The child is waitpided, then $CHLD_error is set, then finishes.

unknown error

(v.0.1.4) It used to be read-with-alarm-in-eval. It's not anymore, thus any signal(7) will kill a process. Then it dies.

_read_callback()

(v0.1.6) Internal. It's a default read callback ("_read()" has more). It was supposed to be simple. In vain.

The primary objective is avoiding false negatives at all cost. Here comes list of avoided false negatives:

  • Somewhere on lenny/squeeze time-span APT methods have changed behaviour. In past they opened target for writing instantly. Now they create a temporal and upon finishing rename it to target. For obvious reasons methods do not communicate neither progress nor filename of temporal. If naming or handling of unfinished transfers would ever change there will be breakage.

  • Then. When transfer is finished *physically* it's not reported just yet (temporal has been renamed). A method calculates hashes. For obvious reasons methods do not coummunicate progress either. Naive approach would be to check size and then just wait forever. That's possible size isn't known beforehand. So _read_callback() increases number of ticks before signaling timeout. That increase is function of tick length ($ConfigData{tick}), current file size, and supposed IO speed. The IO speed is hardcoded to be 15MB/sec. So if media is realy slow (like a diskette or something) there's a possibility of breakage. However, those nitty-gritty manipulations won't result ever in timeout decrease.

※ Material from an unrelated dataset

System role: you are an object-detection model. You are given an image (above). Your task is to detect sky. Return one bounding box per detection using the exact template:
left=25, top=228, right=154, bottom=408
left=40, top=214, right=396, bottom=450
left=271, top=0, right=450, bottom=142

For now it's not clear if _read_callback() ought to provide some diagnostics. Right now it doesn't.

SEE ALSO

File::AptFetch::Cookbook, "APT Method Itnerface" in libapt-pkg-doc package, apt-config(1), apt.conf(5)

AUTHOR

Eric Pozharski, <whynot@cpan.org>

COPYRIGHT & LICENSE

Copyright 2009, 2010, 2014 by Eric Pozharski

This library is free in sense: AS-IS, NO-WARANRTY, HOPE-TO-BE-USEFUL. This library is released under GNU LGPLv3.